Cokeville: What happened May 16, 1986?

This is an archived article that was published on sltrib.com in 2006, and information in the article may be outdated. It is provided only for personal research purposes and may not be reprinted.

* David Young, 43, and his wife, Doris Young, 47, entered Cokeville Elementary at 1:20 p.m. and held 154 students, teachers and administrators hostage in a classroom. The captors demanded $300 million in ransom to finance a long-planned revolution.

* At 3:40 p.m., Doris Young accidentally detonated a firebomb, injuring nearly 80 children and adults. More than 20 had to be hospitalized with burns.

* Doris Young was seriously injured in that blast. But an autopsy revealed she died from a gunshot to the head. Minutes after the explosion, David Young shot himself to death.

* During the standoff, David Young handed out copies of a rambling memo to hostages with references to Socrates, nuclear war, Christ, Hitler and the "nothingness of knowledge."

Source: Salt Lake Tribune archives

Background on Cokeville siege

* In 1979, David Young was Cokeville's town marshal and was jokingly referred to as Wyatt Earp because he wore long-barreled pistols in gunslinger-type holsters strapped to his leg. The mayor fired Young because ''he was a weirdo who wouldn't follow orders or do his job.''

* Gerald Deppe of Grinnell, Iowa, and Doyle Mendenhall of Preston, Idaho, were found handcuffed in Young's van. They had refused to go along with the plan.

* Young's stepdaughter, Princess Young, was forced to help carry bombs and guns into the school and then told to leave. She ran to City Hall and reported the siege.

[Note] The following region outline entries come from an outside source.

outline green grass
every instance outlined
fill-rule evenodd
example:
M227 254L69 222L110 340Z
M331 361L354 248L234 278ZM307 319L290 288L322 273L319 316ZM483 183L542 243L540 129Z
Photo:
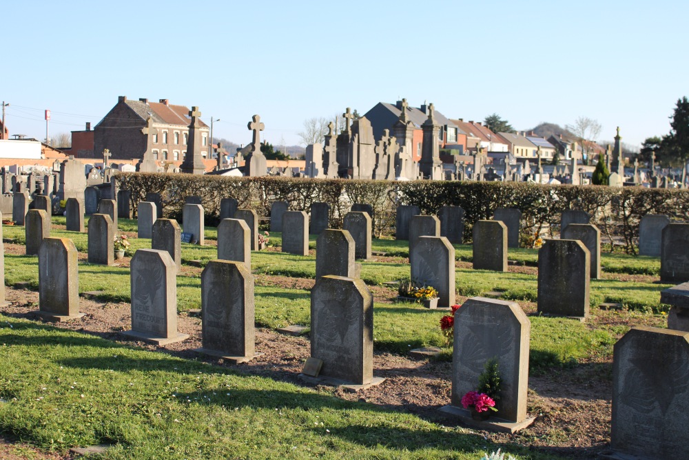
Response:
M99 458L457 459L501 448L462 428L0 315L0 432ZM37 372L40 370L40 372Z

* Found at the scene were 39 blasting caps, a canister of gunpowder and a canister of powdered aluminum along with a dozen handguns, assault rifles and shotguns.

* Sheriff's investigator Ron Hartley, who read dozens of Young's diaries, believes he targeted Cokeville because he considered the children to be intelligent and he wanted them to surround him in a reincarnated world that he would dominate.